Dorongan ini terjadi pada saat persaingan semakin ketat. VW sedang bersiap menghadapi model mendatang dari Kia dan potensi kebangkitan platform Ford Fiesta, semuanya bersaing untuk mendominasi kategori di bawah £25k.
Mengapa Ini Penting
Selama bertahun-tahun, Volkswagen telah berjuang untuk menerjemahkan kehebatan tekniknya ke era digital pertama. Dengan mengakui kekurangan ID. platform, perusahaan ini berusaha untuk mendapatkan kembali identitasnya sebagai produsen kendaraan yang “berpusat pada pengemudi” dan bukan sekadar peralatan yang “berteknologi tinggi”. Keberhasilan poros ini akan menentukan apakah VW dapat memimpin gelombang elektrifikasi berikutnya atau sekadar mengikuti tren yang ditetapkan oleh Tesla dan Renault.

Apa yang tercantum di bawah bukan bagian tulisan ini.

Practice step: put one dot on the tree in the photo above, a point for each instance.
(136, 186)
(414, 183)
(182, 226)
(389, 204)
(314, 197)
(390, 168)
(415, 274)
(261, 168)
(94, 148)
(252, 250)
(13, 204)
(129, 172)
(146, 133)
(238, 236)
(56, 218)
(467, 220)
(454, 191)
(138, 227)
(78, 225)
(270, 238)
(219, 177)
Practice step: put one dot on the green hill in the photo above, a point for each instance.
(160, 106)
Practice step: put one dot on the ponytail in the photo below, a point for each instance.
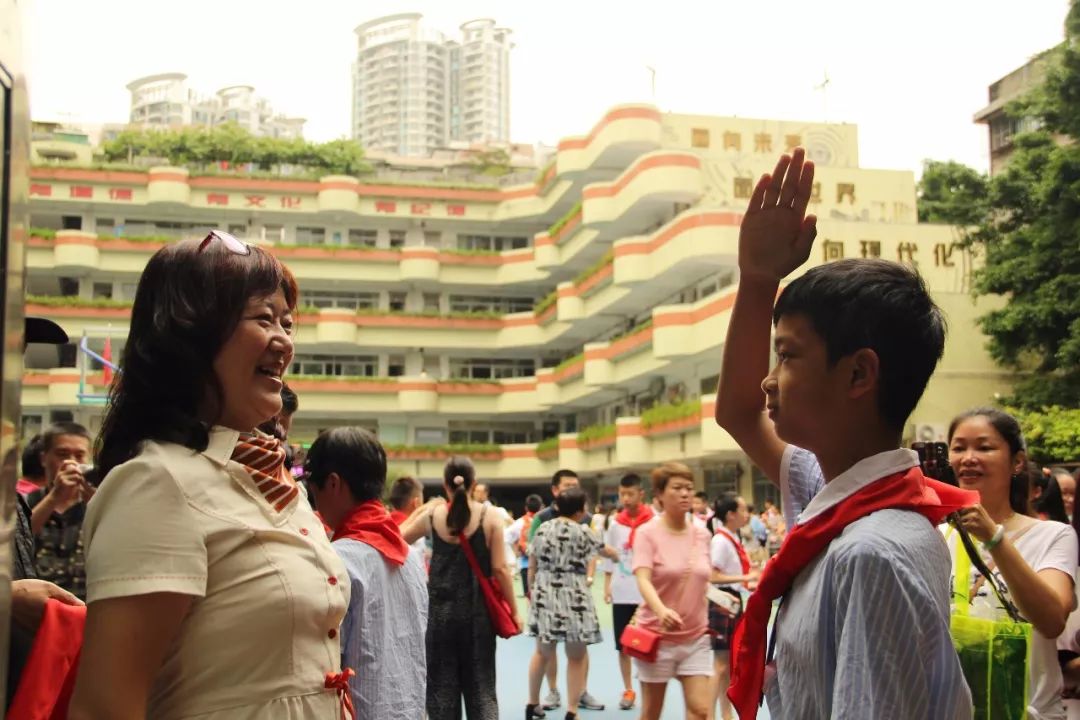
(460, 476)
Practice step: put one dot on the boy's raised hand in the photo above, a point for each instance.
(777, 234)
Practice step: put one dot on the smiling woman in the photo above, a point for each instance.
(198, 526)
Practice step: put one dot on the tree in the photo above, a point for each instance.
(1030, 240)
(952, 193)
(1052, 433)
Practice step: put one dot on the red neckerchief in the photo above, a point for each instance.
(264, 457)
(369, 522)
(743, 558)
(48, 680)
(905, 490)
(523, 539)
(644, 515)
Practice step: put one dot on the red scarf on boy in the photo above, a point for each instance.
(743, 558)
(644, 515)
(905, 490)
(369, 522)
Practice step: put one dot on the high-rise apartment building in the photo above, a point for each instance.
(166, 99)
(572, 318)
(415, 90)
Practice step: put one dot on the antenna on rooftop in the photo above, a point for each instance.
(823, 89)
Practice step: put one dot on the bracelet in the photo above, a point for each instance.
(999, 533)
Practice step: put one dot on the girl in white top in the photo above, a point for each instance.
(728, 560)
(1036, 559)
(213, 592)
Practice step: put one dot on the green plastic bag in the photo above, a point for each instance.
(995, 654)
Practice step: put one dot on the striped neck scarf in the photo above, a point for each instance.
(264, 457)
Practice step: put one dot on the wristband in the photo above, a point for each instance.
(999, 533)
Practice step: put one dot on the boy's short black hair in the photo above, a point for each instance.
(355, 456)
(570, 502)
(559, 474)
(403, 490)
(877, 304)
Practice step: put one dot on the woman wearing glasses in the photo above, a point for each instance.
(212, 588)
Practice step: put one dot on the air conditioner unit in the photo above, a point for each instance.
(926, 432)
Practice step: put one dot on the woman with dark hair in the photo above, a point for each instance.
(1036, 560)
(562, 608)
(1051, 503)
(460, 639)
(671, 564)
(213, 592)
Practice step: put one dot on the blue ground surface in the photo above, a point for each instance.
(605, 682)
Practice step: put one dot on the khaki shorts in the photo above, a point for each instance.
(677, 661)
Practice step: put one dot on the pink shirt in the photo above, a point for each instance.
(669, 555)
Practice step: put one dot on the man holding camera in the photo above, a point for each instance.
(58, 507)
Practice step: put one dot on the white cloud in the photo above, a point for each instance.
(910, 76)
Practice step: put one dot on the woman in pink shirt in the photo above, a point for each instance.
(671, 562)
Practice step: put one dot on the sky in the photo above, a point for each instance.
(910, 76)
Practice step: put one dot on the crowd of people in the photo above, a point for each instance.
(219, 582)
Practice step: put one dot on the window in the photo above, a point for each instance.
(363, 238)
(347, 300)
(273, 233)
(485, 368)
(395, 366)
(430, 436)
(310, 235)
(365, 366)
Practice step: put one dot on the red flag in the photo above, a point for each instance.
(107, 354)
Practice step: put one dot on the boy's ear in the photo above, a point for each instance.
(865, 372)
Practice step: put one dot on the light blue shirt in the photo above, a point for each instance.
(382, 634)
(864, 630)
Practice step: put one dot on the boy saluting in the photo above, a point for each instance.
(863, 629)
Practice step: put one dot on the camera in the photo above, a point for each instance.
(89, 473)
(933, 460)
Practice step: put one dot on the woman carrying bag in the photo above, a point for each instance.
(671, 564)
(460, 633)
(1033, 562)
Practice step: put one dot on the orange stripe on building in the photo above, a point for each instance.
(224, 182)
(619, 113)
(672, 160)
(71, 174)
(691, 222)
(692, 316)
(169, 177)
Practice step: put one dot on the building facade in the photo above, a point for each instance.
(416, 90)
(575, 320)
(1002, 124)
(166, 100)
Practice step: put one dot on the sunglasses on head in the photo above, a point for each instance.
(229, 241)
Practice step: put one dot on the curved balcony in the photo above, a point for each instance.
(339, 193)
(169, 186)
(647, 189)
(75, 250)
(419, 263)
(624, 133)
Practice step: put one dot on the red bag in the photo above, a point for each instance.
(498, 608)
(639, 642)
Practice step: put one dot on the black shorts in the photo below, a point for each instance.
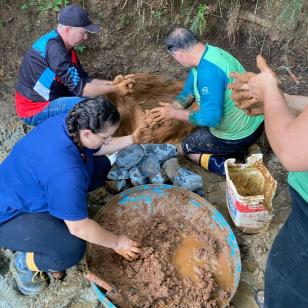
(203, 141)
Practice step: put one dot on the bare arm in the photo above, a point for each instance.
(98, 87)
(121, 85)
(287, 134)
(115, 145)
(90, 231)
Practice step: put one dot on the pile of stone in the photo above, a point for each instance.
(151, 164)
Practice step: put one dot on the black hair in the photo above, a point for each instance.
(95, 114)
(180, 39)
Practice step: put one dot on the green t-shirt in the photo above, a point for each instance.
(299, 181)
(216, 65)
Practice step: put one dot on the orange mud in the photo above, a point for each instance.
(148, 92)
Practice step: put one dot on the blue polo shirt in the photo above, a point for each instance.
(45, 172)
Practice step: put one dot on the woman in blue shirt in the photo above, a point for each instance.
(43, 198)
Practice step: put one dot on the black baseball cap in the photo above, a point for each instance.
(75, 16)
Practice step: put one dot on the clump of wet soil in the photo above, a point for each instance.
(153, 280)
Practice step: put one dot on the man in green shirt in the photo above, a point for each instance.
(223, 129)
(286, 277)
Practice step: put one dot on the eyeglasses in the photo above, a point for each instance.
(106, 140)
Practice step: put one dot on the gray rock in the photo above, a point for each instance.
(188, 179)
(163, 151)
(158, 179)
(116, 173)
(136, 176)
(171, 167)
(149, 166)
(130, 156)
(200, 191)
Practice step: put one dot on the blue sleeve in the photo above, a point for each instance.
(187, 93)
(66, 195)
(59, 61)
(212, 83)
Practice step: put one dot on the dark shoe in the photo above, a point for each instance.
(28, 282)
(258, 296)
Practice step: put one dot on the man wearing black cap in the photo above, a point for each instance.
(51, 80)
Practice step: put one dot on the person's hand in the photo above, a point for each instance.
(160, 114)
(124, 84)
(119, 78)
(142, 133)
(127, 248)
(243, 99)
(249, 88)
(177, 105)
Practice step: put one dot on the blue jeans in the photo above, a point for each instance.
(286, 278)
(54, 247)
(203, 141)
(56, 106)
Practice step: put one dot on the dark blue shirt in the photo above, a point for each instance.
(45, 172)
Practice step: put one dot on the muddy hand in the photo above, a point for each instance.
(124, 84)
(162, 113)
(127, 248)
(141, 133)
(242, 97)
(120, 78)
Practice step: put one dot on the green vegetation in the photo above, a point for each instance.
(44, 5)
(199, 23)
(80, 49)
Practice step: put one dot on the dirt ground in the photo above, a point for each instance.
(140, 50)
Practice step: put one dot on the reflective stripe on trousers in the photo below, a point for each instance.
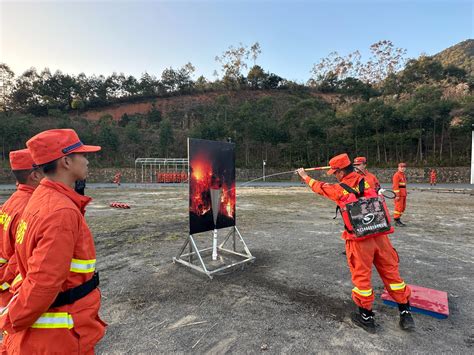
(397, 287)
(363, 293)
(54, 320)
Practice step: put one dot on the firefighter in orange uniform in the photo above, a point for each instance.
(433, 177)
(365, 252)
(28, 177)
(117, 178)
(360, 164)
(400, 188)
(55, 310)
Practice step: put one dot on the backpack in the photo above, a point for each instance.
(364, 212)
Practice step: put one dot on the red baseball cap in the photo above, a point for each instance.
(360, 160)
(21, 160)
(56, 143)
(338, 162)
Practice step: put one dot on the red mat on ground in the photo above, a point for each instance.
(424, 300)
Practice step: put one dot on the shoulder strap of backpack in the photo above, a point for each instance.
(348, 189)
(352, 191)
(361, 187)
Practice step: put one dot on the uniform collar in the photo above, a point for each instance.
(80, 201)
(352, 179)
(25, 188)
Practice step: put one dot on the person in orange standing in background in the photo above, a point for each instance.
(433, 177)
(117, 178)
(360, 165)
(362, 254)
(28, 177)
(55, 310)
(400, 189)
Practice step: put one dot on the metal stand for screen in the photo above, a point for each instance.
(234, 236)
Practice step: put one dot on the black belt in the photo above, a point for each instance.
(76, 293)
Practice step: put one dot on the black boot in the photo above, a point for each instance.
(406, 320)
(364, 319)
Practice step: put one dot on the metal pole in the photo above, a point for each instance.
(472, 157)
(264, 163)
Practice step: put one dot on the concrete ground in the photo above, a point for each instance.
(295, 298)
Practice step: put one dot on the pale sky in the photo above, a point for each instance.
(100, 37)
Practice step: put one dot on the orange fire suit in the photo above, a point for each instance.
(362, 254)
(55, 252)
(400, 188)
(371, 179)
(9, 219)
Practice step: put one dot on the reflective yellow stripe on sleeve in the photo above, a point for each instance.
(50, 320)
(17, 279)
(82, 266)
(363, 293)
(397, 287)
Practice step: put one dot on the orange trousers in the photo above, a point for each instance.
(378, 251)
(400, 206)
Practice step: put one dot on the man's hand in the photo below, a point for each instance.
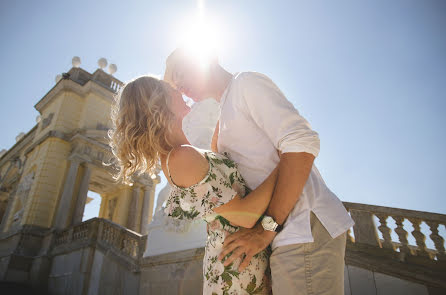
(249, 241)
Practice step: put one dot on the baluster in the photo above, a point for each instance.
(438, 240)
(419, 237)
(385, 230)
(402, 235)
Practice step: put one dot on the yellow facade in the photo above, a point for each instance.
(45, 176)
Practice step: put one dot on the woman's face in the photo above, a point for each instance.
(175, 102)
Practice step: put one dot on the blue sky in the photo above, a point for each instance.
(370, 76)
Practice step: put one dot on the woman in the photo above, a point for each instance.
(147, 118)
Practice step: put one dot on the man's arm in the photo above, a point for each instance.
(299, 144)
(215, 138)
(295, 166)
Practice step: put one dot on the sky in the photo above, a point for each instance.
(369, 76)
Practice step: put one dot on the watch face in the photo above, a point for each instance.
(268, 223)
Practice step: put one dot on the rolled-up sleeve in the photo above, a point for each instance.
(273, 113)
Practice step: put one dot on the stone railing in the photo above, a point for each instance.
(122, 241)
(404, 243)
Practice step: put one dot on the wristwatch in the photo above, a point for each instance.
(268, 223)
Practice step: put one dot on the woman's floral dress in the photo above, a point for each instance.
(219, 186)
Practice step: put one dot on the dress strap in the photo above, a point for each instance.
(167, 166)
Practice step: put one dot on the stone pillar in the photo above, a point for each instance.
(82, 196)
(63, 210)
(133, 209)
(9, 206)
(147, 207)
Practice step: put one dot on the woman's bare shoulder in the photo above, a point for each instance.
(187, 166)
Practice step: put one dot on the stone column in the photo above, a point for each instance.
(63, 210)
(82, 196)
(147, 207)
(133, 209)
(9, 206)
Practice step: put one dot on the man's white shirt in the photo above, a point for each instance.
(255, 121)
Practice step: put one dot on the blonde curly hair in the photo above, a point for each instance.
(141, 121)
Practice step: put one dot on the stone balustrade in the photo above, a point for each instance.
(104, 232)
(375, 244)
(404, 244)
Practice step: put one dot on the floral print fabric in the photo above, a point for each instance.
(222, 183)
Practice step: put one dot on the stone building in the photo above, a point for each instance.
(45, 178)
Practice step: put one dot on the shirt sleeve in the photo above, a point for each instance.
(276, 116)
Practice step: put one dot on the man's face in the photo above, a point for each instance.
(191, 81)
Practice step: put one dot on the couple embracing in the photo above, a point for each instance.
(273, 225)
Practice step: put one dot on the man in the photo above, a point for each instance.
(305, 222)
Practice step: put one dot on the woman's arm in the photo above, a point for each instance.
(215, 139)
(246, 211)
(187, 167)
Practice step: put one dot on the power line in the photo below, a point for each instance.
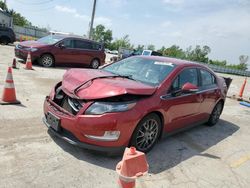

Peralihan dari fokus pada volume penjualan ke fokus pada kebanggaan merek menunjukkan bahwa Volkswagen akhirnya memprioritaskan kualitas jangka panjang yang diperlukan untuk bersaing di pasar kendaraan listrik yang semakin matang.
Kesimpulan
Volkswagen beralih dari periode “melakukannya dengan benar” melalui skala besar dan kini berfokus pada “melakukannya dengan benar” melalui kualitas dan harga yang kompetitif. Kesuksesan ID.3 Neo baru dan jajaran EV kecil yang terjangkau akan menjadi ujian sesungguhnya bagi kelahiran kembali yang strategis ini.